Right the First Time

As keen as he is on retaining customers, Callahan is also focused on keeping his referral sources. “They want a company they can depend on,” he says. So equipment — the right equipment — is delivered as agreed upon. Patients are trained in its use. It is serviced promptly. Callahan doesn't ever want a referral source to get a complaint from an end-user that Ultra Care didn't carry through as promised.

The idea, he says, is to “get everything right the first time.”

“If you can get that new order entered into the computer system accurately the first time, in theory, you may never have to touch that computer file again,” he says. “In theory, an order is generated, given to the dispatcher, every delivery is delivered properly. And because you don't give the delivery department the wrong information, the bill is going to be accurate, and, nine times out of 10, it is going to get paid without your [accounts receivable] department having to touch it.

“The key in our industry is to get paid,” he adds. “The goal of the insurance company is to not pay it the first time. So we have to have everything accurate so they can't not pay it.”

To make that possible, Callahan keeps his eye on technology. The company invested in a new routing system that has improved productivity 15 to 20 percent, he says. “As much as you can make systems efficient, people can do their jobs well and take on more and do better,” he says.

People count a lot at Ultra Care. “I still think every company starts with their people,” Callahan says. He believes in creating “a stimulating, productive environment in your company … so when people go home, they can say how great a place it is to work there.”

And that, he says, “puts your company well on the way to [being successful].”

Five Tips for Success

Here are five of Bruce Callahan's guiding principles for business success:

  1. Find a way to analyze how much things cost. “You don't have to be able to drill down to the penny, but you have to be able to evaluate product lines. If you can focus on growing the business that you are making a large profit on, you'll benefit.”

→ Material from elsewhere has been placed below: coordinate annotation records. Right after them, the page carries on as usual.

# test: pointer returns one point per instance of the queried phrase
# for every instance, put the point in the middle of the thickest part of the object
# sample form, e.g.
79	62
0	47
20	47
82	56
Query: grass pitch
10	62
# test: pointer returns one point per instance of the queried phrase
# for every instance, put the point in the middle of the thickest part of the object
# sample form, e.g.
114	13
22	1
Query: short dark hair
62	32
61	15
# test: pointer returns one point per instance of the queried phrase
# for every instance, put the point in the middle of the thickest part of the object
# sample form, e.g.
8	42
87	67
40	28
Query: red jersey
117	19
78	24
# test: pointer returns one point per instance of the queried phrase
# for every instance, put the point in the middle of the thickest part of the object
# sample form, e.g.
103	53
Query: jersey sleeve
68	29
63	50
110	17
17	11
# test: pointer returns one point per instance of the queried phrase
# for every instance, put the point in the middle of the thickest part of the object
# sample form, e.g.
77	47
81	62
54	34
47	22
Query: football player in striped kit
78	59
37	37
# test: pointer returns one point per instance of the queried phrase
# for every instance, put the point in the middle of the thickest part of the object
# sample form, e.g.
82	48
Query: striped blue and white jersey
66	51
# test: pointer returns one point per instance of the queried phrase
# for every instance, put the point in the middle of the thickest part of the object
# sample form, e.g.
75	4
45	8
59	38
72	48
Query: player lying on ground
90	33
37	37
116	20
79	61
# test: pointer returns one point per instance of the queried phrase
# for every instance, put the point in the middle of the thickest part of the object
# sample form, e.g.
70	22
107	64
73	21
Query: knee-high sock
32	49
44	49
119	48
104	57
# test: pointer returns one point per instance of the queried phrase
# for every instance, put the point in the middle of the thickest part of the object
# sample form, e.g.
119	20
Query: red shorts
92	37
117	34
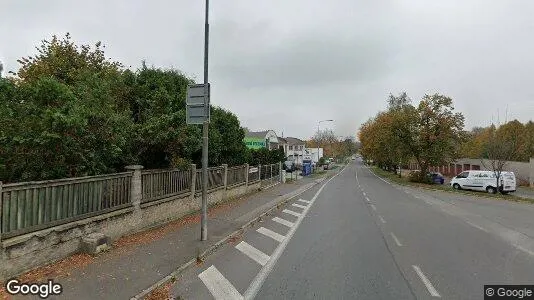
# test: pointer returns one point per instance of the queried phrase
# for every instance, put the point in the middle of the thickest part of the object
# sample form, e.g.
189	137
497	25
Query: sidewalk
136	262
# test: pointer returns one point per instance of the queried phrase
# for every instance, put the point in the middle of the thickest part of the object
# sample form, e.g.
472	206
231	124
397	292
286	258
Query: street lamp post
318	133
205	126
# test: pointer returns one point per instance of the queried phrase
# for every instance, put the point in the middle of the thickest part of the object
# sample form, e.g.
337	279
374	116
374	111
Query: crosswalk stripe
274	235
283	222
218	285
287	211
253	253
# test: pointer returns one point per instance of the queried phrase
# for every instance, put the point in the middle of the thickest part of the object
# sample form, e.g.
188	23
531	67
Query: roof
257	134
294	141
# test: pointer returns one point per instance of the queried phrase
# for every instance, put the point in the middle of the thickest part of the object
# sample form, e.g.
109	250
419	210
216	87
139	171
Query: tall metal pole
205	126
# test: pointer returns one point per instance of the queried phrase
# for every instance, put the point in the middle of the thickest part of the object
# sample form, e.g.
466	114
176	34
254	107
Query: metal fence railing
31	206
158	184
236	175
215	178
253	174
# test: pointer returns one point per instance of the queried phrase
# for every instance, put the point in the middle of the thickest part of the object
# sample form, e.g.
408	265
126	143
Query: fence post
136	189
225	176
531	173
280	172
193	180
1	216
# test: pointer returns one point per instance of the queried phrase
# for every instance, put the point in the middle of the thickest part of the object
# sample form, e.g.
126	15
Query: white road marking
427	282
290	212
283	222
253	253
476	226
274	235
298	205
524	250
382	220
396	239
258	281
218	285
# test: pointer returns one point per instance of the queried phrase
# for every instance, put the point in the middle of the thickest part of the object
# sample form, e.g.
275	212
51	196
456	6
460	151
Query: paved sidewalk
136	262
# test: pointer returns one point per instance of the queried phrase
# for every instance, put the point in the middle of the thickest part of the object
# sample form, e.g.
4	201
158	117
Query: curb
284	199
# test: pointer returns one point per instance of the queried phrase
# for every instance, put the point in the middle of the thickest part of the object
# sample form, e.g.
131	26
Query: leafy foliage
70	111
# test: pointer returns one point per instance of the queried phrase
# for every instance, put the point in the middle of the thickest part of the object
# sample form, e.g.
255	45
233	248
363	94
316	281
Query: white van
484	181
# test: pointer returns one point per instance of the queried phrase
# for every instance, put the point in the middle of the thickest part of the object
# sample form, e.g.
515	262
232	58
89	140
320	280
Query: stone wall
25	252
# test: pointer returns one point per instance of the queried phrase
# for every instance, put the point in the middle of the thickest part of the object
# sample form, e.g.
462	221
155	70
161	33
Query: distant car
485	181
289	166
436	177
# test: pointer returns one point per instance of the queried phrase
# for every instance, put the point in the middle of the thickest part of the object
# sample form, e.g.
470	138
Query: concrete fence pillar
193	181
247	169
531	177
225	176
136	189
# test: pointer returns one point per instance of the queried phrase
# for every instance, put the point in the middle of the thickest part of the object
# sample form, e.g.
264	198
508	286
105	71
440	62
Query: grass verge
446	188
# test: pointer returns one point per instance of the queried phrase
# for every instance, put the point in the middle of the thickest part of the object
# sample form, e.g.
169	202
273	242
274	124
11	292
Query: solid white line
253	253
283	222
218	285
476	226
396	240
382	220
427	282
258	281
274	235
290	212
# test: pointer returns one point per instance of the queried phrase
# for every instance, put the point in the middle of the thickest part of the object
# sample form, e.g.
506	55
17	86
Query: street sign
197	105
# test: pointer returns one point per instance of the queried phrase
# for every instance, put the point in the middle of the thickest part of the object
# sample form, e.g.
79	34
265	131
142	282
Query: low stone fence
42	222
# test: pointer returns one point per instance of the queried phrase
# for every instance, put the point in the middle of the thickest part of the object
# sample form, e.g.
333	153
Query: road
359	237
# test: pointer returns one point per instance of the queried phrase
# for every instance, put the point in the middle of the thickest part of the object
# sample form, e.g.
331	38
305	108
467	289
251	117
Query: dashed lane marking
396	240
290	212
426	282
283	222
298	205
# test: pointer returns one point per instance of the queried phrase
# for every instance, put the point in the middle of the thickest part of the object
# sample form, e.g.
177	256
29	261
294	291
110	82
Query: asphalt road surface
359	237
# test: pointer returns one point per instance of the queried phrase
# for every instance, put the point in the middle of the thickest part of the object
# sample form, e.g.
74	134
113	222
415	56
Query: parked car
485	181
436	177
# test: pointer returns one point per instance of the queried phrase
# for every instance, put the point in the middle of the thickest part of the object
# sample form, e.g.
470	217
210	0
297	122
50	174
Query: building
261	139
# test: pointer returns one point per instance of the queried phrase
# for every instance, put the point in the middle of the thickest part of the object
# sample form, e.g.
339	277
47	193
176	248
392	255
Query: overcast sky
284	65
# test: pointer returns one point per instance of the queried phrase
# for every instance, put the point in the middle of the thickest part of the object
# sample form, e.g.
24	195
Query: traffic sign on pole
197	104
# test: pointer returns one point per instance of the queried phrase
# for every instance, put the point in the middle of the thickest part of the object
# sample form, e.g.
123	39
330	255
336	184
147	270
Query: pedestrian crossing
215	281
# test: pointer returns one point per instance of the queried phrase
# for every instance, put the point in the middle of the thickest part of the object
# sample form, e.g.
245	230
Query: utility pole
205	126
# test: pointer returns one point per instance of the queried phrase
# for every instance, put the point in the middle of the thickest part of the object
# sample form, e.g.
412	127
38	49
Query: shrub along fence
32	206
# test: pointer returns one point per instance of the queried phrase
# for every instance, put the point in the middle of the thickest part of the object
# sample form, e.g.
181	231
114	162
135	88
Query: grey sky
284	65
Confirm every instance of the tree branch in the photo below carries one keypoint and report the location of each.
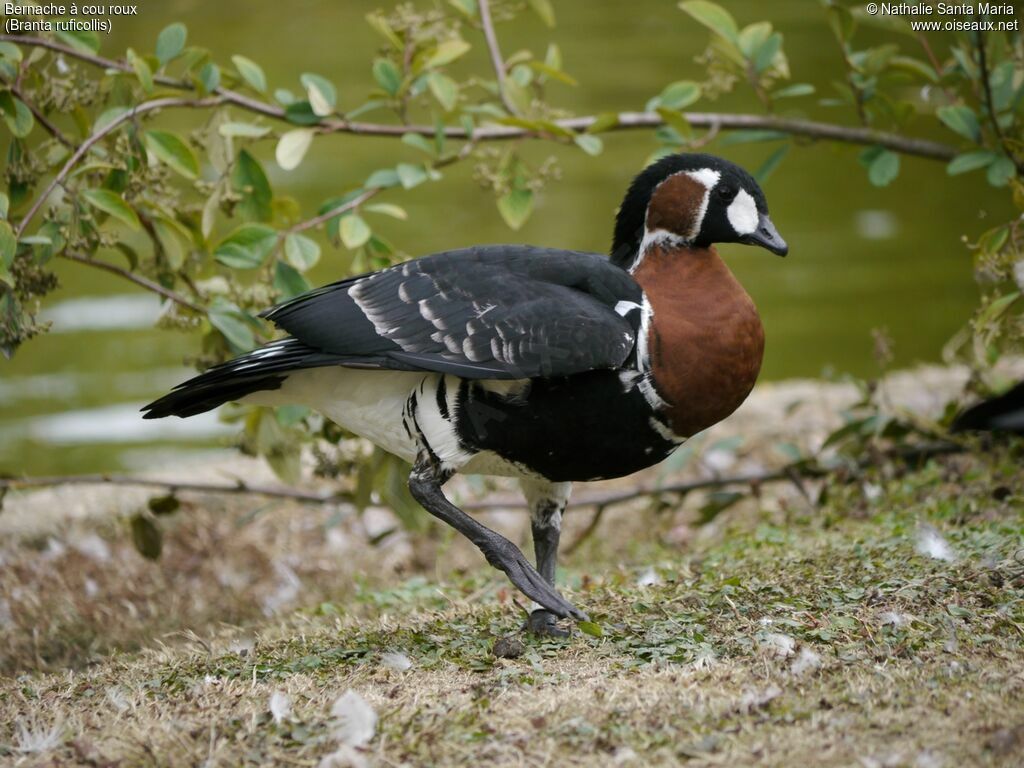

  2. Find a way to differentiate yourself from the competition. “Try to become superior in some area and use that to your advantage in the marketplace … The worst thing you can do is be just like [another HME]. That doesn't give someone a decision to make. Give them criteria to make a decision.”

  3. Look over every product line at least once a year and work on improving your purchasing efficiencies.

  4. Make sure you are outfitting the end-user with what he or she needs. Is it time for a new mask for a continuous positive airway pressure device? Does the person need a wheelchair seating system?

  5. Plan for the future, and work your plan. “I think there are still companies out there that are unsure what their plan is. They don't have anything written down. If it is written down, everyone knows what is going on and they're on the same page.”